In both 1995 and 1996, individually, David had a higher batting average that Derrick. However, when both years data are combined, he has a lower batting average.

Interestingly, in this case the 'discrepancy' carried on into the next season:

1995 1996 1997 Combined
Derek Jeter 12/48 .250 183/582 .314 190/654 .291 385/1284 .300
David Justice 104/411 .253 45/140 .321 163/495 .329 312/1046 .298
 This phenomenon was first documented by Udny Yule and Karl Pearson in 1899, but because of a paper written by Edward Simpson in 1951, it was given the name Simpson's Paradox by Colin Blyth in 1972. It's not really a paradox; the mathematics is not lying or changing, it's just that if you compare just the percentages then you are missing out on the the important variable of the sample size.
 To more correctly compare things you should really normalize the data to get to the same denominator (sample size).

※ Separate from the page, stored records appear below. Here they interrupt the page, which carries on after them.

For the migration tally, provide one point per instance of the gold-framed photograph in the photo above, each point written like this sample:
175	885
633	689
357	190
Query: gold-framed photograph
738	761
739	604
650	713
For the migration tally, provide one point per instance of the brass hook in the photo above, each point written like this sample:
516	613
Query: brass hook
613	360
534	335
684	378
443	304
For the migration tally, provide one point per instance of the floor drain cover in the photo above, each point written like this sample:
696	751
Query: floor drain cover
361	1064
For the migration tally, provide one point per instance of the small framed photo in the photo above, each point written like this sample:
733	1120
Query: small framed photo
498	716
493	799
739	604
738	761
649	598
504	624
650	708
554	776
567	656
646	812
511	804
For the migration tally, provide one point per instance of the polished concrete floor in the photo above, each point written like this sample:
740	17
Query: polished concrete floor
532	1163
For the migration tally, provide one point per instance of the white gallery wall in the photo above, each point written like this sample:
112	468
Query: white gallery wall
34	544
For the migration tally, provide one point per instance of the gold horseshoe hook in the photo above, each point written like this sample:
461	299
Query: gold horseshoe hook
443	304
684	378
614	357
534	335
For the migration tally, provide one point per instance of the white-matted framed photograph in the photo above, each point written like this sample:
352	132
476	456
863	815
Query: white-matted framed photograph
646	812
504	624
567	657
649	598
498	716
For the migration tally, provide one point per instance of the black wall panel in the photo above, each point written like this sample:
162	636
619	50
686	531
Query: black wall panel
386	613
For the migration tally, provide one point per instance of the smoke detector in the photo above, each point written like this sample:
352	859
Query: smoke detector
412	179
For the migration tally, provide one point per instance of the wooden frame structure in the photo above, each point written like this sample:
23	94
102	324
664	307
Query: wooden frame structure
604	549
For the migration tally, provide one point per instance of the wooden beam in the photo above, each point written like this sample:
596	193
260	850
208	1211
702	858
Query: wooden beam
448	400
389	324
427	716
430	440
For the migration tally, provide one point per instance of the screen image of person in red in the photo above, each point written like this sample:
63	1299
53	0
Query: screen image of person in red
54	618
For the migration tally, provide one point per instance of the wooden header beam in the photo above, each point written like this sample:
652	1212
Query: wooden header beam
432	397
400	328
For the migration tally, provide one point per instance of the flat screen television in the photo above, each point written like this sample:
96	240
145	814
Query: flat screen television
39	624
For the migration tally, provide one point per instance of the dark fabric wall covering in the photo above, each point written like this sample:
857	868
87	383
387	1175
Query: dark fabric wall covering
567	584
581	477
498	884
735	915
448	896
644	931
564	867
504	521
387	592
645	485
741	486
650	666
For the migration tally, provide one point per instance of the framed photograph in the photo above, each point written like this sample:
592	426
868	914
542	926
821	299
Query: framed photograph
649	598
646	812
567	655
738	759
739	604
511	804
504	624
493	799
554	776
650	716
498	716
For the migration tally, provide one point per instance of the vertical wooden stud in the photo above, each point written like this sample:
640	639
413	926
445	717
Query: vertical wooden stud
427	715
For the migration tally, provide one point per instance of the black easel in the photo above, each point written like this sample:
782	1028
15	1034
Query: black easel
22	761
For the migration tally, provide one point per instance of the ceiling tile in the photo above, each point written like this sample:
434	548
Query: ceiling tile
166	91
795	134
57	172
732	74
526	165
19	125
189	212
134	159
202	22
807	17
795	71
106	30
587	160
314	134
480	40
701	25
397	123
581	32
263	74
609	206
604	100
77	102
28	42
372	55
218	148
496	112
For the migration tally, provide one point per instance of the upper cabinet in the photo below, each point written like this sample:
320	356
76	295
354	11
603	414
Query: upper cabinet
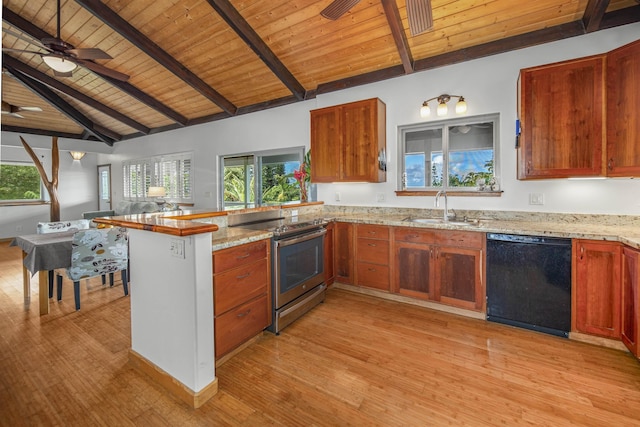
623	105
578	117
561	116
348	142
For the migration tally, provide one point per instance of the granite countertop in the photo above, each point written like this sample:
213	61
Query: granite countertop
627	234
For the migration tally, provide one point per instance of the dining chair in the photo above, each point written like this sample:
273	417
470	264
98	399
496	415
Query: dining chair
59	227
96	252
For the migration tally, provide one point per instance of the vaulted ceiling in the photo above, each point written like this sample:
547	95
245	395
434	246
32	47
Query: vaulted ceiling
195	61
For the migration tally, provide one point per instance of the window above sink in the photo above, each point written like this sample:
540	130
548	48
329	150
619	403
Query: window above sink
464	150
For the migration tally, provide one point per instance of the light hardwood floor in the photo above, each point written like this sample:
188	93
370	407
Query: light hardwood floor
354	360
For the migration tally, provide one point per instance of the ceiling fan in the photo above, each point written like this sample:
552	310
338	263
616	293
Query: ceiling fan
63	57
14	110
418	13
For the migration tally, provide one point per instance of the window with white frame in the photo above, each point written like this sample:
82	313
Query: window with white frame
260	178
171	171
459	154
20	182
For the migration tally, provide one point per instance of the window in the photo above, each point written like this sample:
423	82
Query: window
462	150
173	172
243	188
20	182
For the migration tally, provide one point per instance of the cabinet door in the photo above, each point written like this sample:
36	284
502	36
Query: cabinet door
631	300
459	277
623	105
325	144
561	114
597	288
329	273
344	252
414	270
359	160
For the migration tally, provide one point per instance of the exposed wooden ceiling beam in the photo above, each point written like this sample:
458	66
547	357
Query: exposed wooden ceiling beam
59	86
63	106
593	14
620	17
31	131
142	42
28	28
233	18
399	37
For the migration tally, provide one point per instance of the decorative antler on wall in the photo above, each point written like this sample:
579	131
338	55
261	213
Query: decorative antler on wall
52	186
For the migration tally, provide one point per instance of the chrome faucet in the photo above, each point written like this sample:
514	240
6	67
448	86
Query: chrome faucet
446	210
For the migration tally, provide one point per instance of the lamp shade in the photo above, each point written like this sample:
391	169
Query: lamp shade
156	192
59	64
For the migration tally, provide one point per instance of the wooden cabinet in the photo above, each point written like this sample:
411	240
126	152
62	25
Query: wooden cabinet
561	112
241	294
443	266
623	105
329	271
580	117
348	142
344	253
596	288
630	330
372	256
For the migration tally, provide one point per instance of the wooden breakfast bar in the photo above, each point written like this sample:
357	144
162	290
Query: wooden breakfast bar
172	331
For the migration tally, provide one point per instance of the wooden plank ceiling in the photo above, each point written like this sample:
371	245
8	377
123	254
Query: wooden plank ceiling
194	61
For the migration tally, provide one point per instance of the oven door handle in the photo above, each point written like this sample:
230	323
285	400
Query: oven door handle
298	239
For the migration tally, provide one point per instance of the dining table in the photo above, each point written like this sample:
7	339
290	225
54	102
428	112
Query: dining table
42	253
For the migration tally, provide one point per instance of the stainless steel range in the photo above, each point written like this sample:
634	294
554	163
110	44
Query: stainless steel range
297	267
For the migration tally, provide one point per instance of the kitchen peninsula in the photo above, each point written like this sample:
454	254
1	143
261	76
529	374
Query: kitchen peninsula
171	311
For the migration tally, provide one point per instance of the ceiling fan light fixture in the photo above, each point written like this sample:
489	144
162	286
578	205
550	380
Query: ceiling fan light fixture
77	155
59	64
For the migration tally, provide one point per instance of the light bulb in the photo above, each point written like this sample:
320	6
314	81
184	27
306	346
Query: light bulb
461	106
425	111
59	64
442	109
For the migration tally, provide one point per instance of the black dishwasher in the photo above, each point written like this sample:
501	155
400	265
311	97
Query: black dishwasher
529	282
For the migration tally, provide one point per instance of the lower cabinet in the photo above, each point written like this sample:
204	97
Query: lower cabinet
344	253
630	330
372	256
241	294
329	271
442	266
596	287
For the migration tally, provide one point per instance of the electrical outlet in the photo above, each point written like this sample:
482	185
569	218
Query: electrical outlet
536	198
177	248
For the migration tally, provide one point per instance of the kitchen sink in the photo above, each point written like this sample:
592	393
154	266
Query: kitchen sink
440	221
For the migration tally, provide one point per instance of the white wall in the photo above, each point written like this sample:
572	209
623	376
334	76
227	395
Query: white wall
77	182
488	85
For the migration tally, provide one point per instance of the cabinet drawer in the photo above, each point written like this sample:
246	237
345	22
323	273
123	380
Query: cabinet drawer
415	235
233	257
373	276
373	231
238	325
467	239
375	251
239	285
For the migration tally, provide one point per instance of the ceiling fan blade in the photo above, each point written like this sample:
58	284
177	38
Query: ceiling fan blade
337	8
101	69
89	53
8	49
419	15
29	109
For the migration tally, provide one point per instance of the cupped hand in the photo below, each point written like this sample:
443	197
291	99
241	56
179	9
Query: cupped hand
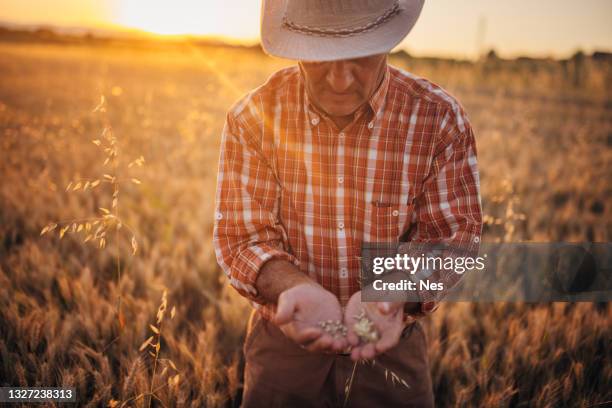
387	319
299	311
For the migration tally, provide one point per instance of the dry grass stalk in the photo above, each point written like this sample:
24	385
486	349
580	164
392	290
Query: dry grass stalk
98	228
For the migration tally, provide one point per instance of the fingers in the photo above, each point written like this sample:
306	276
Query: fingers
387	341
389	308
285	308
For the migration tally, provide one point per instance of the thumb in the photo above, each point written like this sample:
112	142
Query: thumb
387	307
284	309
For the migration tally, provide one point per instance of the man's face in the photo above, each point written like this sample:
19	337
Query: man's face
339	88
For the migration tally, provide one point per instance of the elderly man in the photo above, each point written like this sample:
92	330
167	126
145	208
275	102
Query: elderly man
340	150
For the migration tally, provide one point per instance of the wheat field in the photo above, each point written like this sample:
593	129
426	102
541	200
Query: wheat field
544	137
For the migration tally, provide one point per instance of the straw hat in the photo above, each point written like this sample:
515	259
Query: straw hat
325	30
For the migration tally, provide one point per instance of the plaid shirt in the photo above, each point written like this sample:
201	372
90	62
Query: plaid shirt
292	186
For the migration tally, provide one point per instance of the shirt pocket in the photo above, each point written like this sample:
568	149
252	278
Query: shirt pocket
387	222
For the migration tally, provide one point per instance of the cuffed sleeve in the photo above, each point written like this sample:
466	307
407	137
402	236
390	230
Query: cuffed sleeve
448	209
247	231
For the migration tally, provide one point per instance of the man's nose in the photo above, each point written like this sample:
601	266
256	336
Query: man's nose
339	77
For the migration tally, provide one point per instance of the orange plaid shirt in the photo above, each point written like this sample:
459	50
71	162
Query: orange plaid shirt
292	186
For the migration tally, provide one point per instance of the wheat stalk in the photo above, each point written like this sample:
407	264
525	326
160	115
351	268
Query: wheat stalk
96	228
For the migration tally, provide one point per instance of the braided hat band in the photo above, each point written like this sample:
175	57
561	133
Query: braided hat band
331	32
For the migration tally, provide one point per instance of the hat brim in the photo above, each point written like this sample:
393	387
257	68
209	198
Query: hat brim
282	42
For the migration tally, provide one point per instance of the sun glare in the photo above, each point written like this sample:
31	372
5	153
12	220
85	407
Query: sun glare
218	18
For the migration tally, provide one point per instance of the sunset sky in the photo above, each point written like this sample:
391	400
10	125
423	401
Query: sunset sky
446	27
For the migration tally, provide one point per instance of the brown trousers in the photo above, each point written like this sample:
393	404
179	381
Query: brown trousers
278	373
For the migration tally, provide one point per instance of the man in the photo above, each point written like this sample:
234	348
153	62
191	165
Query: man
340	150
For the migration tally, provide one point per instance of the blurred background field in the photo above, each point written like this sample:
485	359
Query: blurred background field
544	138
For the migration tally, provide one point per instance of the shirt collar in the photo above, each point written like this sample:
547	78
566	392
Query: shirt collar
376	101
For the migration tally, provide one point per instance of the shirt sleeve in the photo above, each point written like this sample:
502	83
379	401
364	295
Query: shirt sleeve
448	208
247	230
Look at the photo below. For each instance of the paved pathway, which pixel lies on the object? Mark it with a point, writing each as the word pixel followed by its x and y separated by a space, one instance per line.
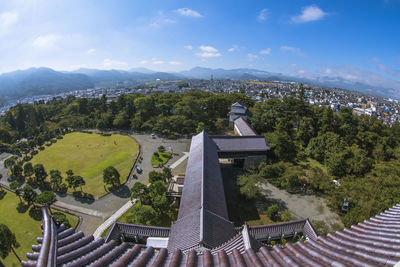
pixel 82 210
pixel 179 161
pixel 113 218
pixel 301 206
pixel 96 211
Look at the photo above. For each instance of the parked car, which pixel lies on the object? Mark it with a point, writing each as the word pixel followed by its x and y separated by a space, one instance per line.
pixel 138 169
pixel 345 206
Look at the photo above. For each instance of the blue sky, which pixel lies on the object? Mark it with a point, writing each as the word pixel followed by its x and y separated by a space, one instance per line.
pixel 353 39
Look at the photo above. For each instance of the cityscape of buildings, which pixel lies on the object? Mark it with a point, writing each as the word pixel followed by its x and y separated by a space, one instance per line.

Look at Derek Jeter's results for 1995, we see that he only went to bat 48 times. David Justice went to bat in the same year 411 times. To more accurately compare Derek to David, we should scale up (normalize) Derek's hits so that they have the same number of at-bats. (How many hits would we expect Derek to get if he'd been at bat the same number of times as David?)

 Derek batted 12/48, which is 0.250. If we assumed he continued at exactly that skill level, had he gone to bat 411 times, then we would expect him, to have hit 0.250 × 411 = 102.75 / 411 Similarly, in 1996, the opposite occurred, with David only being at bast 140 times, cf. the 582 times for Derek.

We can scale up David's ratio of 45/140 to what it would be if he had played 582 times. (45/140) × 582 = 187.07 / 582

Let's look at this effect on the data:

1995 1996 Combined
Derek Jeter (12/48) × 411 102.75/411 .250 183/582 183/582 .314 285.75/993 .288
David Justice 104/411 104/411 .253 (45/140) × 582 187.07/582 .321 291.07/993 .293

Now we can see that, after we've normalized the data and so each player has the same denominator, there is no vacillation of the result, and David has the higher average the entire time. A similar result would have been obtained in the Solitaire results were they scaled so that both of us had played the same number of games.

# Gender Bias?

One of the most famous real-life examples of Simpson's paradox occurred when the University of California, Berkeley was sued for bias against women who had applied for admission to graduate schools there. The admission figures for the fall of 1973 showed that men applying were more likely than women to be admitted, and the difference was "so large that it was unlikely to be due to chance".

Here are the total figures. At first glance it does look pretty damning:

Men 8,442 44%
Women 4,321 35%

However, as we've learned, combining statistics with different denominators can lead to bogus interpretations.

In fact, when examining the individual departments, it can be seen that no department was significantly biased against women.

Of the six largest departments (listed below), there was evern a "small but statistically significant bias" in favour of women.

Department Men Women
A 825 62% 108 82%
B 560 63% 25 68%
C 325 37% 593 34%
D 417 33% 375 35%
E 191 28% 393 24%
F 373 6% 341 7%

A research paper into the issue concluded that women tended to apply to competitive departments with low rates of admission even among qualified applicants (such as in the English Department), whereas men tended to apply to less-competitive departments with high rates of admission among the qualified applicants (such as in engineering and chemistry).

So, the issue was not about Gender Bias. Sure, we still need to do a better job to encourage more women to apply (the number of total applicants were fewer for women), but it was not about a bias in the gender of those that applied.